Faute grave a rétorqué la Cour de Cassation en précisant
« Attendu que pour juger le licenciement de M. X... sans cause réelle et sérieuse, et condamner la société CRCI à verser à celui-ci diverses sommes, l’arrêt retient que la clause de mobilité doit par principe précisément définir sa zone géographique d’application et ne peut conférer à l’employeur le pouvoir d’en étendre unilatéralement la portée, que cette exigence d’un périmètre de mutation, défini géographiquement dans le contrat de travail conclu entre les parties, est une condition de validité même de la clause de mobilité, que la clause contractuelle dont se prévaut la société CRCI était trop imprécise en l’absence d’indication sur la limite géographique dans laquelle la mobilité professionnelle de M. X... pouvait intervenir, temporairement ou définitivement, et en l’absence ainsi de données prédéfinies entre les parties, qu’il en résultait une indétermination de la zone géographique d’évolution du salarié emportant la nullité ab initio de ladite clause en application de l’article 1129 du code civil, que cette clause était donc inopposable à M. X... ; Qu’en statuant ainsi, par des motifs inopérants tirés des conditions de validité d’une clause de mobilité, alors qu’il résultait de ses constatations que le déplacement refusé par le salarié s’inscrivait dans le cadre habituel de son activité de consultant international, la cour d’appel a violé les textes susvisés
 ».

De prime abord la décision de la Cour de Cassation peut être surprenante dès lors que la Cour est généralement très stricte dans l’interprétation des clauses de mobilité ( Cas soc 7 juin 2006 N°04-45.846) en indiquant que cette dernière doit définir de façon précise sa zone géographique d’application. Cependant une lecture plus fine de l’arrêt montre que la Cour de Cassation estime que le déplacement demandé au salarié ne relève pas de la clause de mobilité mais est une mission inhérente à ses fonctions.

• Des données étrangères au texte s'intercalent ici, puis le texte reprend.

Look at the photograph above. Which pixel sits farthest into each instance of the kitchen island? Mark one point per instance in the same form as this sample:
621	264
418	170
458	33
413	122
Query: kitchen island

En effet, la Cour de Cassation a estimé que dès lors que la Cour d’Appel avait constaté que le déplacement demandé au salarié s’inscrivait dans le cadre habituel de son activité de consultant international, il n’était pas en droit de refuser le déplacement peut importe que la clause de mobilité soit valide ou pas.

En outre, la Cour de Cassation avait relevé qu’il ne s’agissait pas pour le salarié dé déplacer même provisoirement son lieu de travail mais de piloter un projet à partir du siège de la société, en France et de faire des déplacements occasionnels à l’étranger.

Ce faisant, la Cour de Cassation a estimé que la clause intitulée « lieu de travail » n’était pas une clause de mobilité comme le soutenait in fine le salarié mais une clause de mission qui elle obéit à d’autres règles.

Le fait que la Cour de Cassation estime qu’il s’agit d’une clause de mission et censure la décision de la Cour d’Appel ne signifie pas que la clause de mission permet à l’employeur de faire n’importe quoi. D’ailleurs c’est en fonction notamment de l’article 1129 du code civil que la Cour de Cassation a censuré le point de vue de la Cour d’Appel. Or l’article 1129 impose que l’obligation doit avoir pour objet une chose au moins déterminée quant à son espèce tout en précisant que la quotité peut être incertaine mais doit pouvoir être déterminable.

Il en résulte que lorsque l’accomplissement de la mission d’un cadre ne peut s’envisager sans déplacements, refuser un déplacement nécessaire à l’accomplissement de ses fonctions relève pour la Cour de Cassation en invoquant la nullité de la clause de mobilité est d’une faute grave, dès lors qu’un déplacement ponctuel n’entre pas dans la mise en œuvre de la clause de mobilité.